François Bayrou, Béarnais ingénieux a respecté, dans la préparation de ses rendez-vous aux palais ou aux cabinets du pouvoir, le respect des clivages déjà établis entre les divers groupes du Parlement nationale. S’il est faux de penser que la vie politique se situe entre ces lignes bien définies, il demeure encore possible que cela puisse le devenir.
Pour en avoir le cœur net, que le jeu peut-il encore représenter pour un temps, une fois les compromis, la conciliation ou les concessions acquises? Où le vent des intérêts va-t-il vous emporter après la fêlure si elle a eu lieu? Nul ne pourrait encore dire ; il faudra attendre que les situations émergent et que l’opposition, voix des intérêts supérieurs nationaux, reprenne leur rôle au sein du monde politique.
Par ailleurs, l’autre aspect majeur d’une alliance potentielle réside dans ce qui suit. La formation actuelle du cabinet du gouvernement, sous les auspices d’un gouverneur en fonctions, prétend aller à la proie de qui elle croise. Dans son élan désir de dominer l’autre camp avec la puissance de la technocratie bien comprise, un autre risque apparaît : celui des alliances plus efficaces entre forces politiques contradictoires à l’intérieur du gouvernement. L’aube d’une nouvelle ère, avec ce qui pourrait venir d’un mélange hétérogène de politiciens et technocrates? Autant demander à un vieil âge, où tous les défilés s’inclinent d’avance les uns sur les autres, aux fins de concilier ces contradictions dans ce qui leur tient lieu d’un plan du monde. Car si la compréhension des situations permet de percevoir les intérêts dans leur totalité, l’exigence peut encore de rendre compte des contradictions.

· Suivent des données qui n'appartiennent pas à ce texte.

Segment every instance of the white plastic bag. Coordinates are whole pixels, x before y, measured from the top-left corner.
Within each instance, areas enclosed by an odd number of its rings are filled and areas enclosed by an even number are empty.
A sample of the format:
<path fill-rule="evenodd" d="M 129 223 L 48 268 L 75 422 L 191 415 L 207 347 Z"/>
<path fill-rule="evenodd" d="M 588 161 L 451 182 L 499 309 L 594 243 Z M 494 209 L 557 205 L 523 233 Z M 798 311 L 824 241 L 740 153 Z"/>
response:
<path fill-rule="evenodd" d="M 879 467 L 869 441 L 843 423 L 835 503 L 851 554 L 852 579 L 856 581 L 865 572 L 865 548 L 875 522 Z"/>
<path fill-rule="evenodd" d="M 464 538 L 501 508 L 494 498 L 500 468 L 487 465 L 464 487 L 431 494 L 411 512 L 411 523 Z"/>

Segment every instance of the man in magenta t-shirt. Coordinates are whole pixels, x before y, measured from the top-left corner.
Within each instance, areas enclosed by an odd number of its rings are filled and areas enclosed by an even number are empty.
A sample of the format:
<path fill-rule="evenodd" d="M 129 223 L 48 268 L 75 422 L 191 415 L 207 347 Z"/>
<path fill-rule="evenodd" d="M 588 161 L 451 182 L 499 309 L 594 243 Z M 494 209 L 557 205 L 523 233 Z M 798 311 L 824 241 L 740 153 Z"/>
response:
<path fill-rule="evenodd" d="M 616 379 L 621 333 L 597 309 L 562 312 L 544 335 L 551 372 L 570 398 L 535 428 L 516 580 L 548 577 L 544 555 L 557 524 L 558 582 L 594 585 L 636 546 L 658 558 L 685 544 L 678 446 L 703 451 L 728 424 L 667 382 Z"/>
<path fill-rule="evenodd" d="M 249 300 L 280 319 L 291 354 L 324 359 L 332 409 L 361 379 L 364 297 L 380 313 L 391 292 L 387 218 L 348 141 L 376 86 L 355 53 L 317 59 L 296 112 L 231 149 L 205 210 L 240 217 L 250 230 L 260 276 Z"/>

L’espace où règnent ces contradictions n’a pas pourvoir de cèdre à tous les échantillons à l’existence, sans exclure le jour où, émergissant d’une union, la grande alliance entre des forces politiques, un rapprochement, ouvrira une faille dans ce qui fut déjà un système institutionnel fragile? Il n’aurait ainsi pas manqué d’une vision à la mode de l’Ancien Continent, ou si vous préférez, où l’on pense qu’un parti politique ne possède jamais qu’un état de forces qui débordent celles du statu quo ; les choses commencent à bien prendre.
Entre-temps, il n’en est pas loin, le climat d’accord préférentiel avec le chef d’État, éclairé par cette visite aux cours de l’État-majestueux, devrait servir de base, comme on se l’imagine, à discuter de projets de décret et autres ordonnances. Le choix de Marine Le Pen de venir à Matignon pour étreindre le défi avec ces décisions concrètes et la proximité du préfet du chef de l’État prouvent un intérêt certain pour son camp en même temps que une réelle implication dans l’intérêt des détails émergent sous la lumière de l’appareil à réfléchir…
Les mots déclenchés dans ce duel d’intelligences qui traverse les états de l’hôtel et les cabinets ministeriels restent les même, pour tout le monde voir : une compréhension des faits, la négociation, l’affrontement réciproque des points de vue. Maintenant que ce récit fait surface, vous avez vu Marine Le Pen passer de l’avant à la défense comme si elle pouvait toujours y rester, avec plus de raisons encore de douter que sa fonction de Premier responsable ne réside pas non plus dans des affaires si graves qu’en conséquent.